2) La deuxième question est plus délicate. Concernant Dieu y a-t-il, entre les données de l'Ancien Testament et Jésus, continuité ou nouveauté ? On sait comment l'A.T. décrit la mise en présence de Dieu et d'Israël, leurs rapports difficiles et tumultueux. Parti d'un Dieu parmi d'autres, d'un Dieu qui assume et reflète l'esprit guerrier et vengeur d'un Israël primitif, on parvient à des rapports de confiance et d'amour avec promesse de salut. Confusément, le Dieu de celui qui écrit les poèmes du Serviteur souffrant et de celui qui décrit le sort du Roi-Pasteur de Zacharie porte nécessairement quelques reflets correspondant au destin de son envoyé ; ici quelque chose est en train de basculer dans l'idée que l'auteur se fait de Dieu. Dans ce contexte, où les rapports entre Dieu et Israël sont comparés à ceux d'un Père, d'un fiancé, d'un époux, voire même d'une mère, on pourrait penser qu'il n'y a plus rien à ajouter : tout ce qu'on rencontrera dans le N.T., y compris son insistance sur la paternité de Dieu, ne se trouve-t-il pas déjà ici ?

En réalité, le rapport décrit par ces images est ambigu ; l'amour d'un père, d'une mère, d'un mari, spécialement à cette époque, est paternaliste, possessif, dominateur.
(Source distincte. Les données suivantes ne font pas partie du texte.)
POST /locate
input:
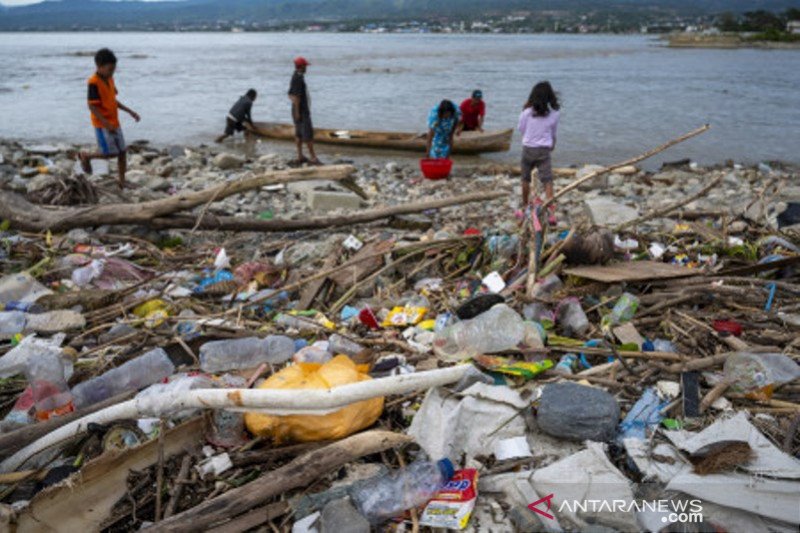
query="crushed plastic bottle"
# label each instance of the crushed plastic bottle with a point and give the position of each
(11, 323)
(47, 376)
(342, 345)
(385, 497)
(759, 372)
(571, 318)
(566, 364)
(83, 276)
(498, 329)
(538, 312)
(312, 354)
(25, 307)
(623, 310)
(546, 287)
(137, 373)
(249, 352)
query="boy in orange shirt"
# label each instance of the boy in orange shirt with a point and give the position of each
(104, 108)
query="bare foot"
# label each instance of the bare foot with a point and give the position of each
(86, 164)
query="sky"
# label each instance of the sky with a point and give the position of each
(26, 2)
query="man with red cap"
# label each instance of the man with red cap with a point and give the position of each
(301, 113)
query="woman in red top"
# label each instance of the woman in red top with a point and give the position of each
(472, 112)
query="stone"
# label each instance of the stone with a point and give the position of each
(411, 222)
(615, 180)
(176, 151)
(578, 412)
(157, 183)
(226, 161)
(674, 177)
(604, 211)
(40, 182)
(340, 515)
(42, 149)
(166, 171)
(599, 182)
(330, 200)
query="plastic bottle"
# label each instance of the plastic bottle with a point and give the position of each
(661, 345)
(146, 369)
(624, 309)
(566, 363)
(25, 307)
(83, 276)
(11, 323)
(500, 328)
(385, 497)
(751, 372)
(547, 286)
(312, 354)
(342, 345)
(572, 318)
(249, 352)
(540, 313)
(46, 375)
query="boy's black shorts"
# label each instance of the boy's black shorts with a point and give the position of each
(232, 126)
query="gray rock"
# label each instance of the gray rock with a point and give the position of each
(577, 412)
(330, 200)
(340, 515)
(29, 172)
(411, 222)
(598, 182)
(43, 149)
(605, 211)
(226, 161)
(40, 182)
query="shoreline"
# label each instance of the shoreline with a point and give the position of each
(370, 156)
(725, 42)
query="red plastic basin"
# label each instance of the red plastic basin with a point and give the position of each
(436, 169)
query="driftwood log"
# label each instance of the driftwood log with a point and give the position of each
(26, 216)
(226, 223)
(299, 473)
(163, 213)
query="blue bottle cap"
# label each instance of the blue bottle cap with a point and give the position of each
(447, 468)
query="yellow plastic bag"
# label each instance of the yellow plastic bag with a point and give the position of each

A cette époque comparer l'amour de Dieu à l'amour d'une épouse, soumise et obéissante, ne viendrait à l'esprit de personne.

Il fallait que Jésus, en dévoilant son rapport avec son Père, fasse avancer cette révélation, et montre que l'amour du Père pour Jésus et les hommes, loin d'être possessif, était entièrement et totalement désapproprié. Certes la révélation du N.T. se situe dans la perspective ouverte par l'A.T., mais en même temps entre ces deux "nuances" d'amour il y a un abîme, l'abîme qui sépare la foi de la religion (celle-ci étant la recherche du Dieu tout-puissant par l'homme, celle-là la recherche de l'homme par un Dieu très humble. La présence ou l'absence de médiations en découle directement, ce qui constitue un point fort qui permet de différencier concrètement la foi et la religion).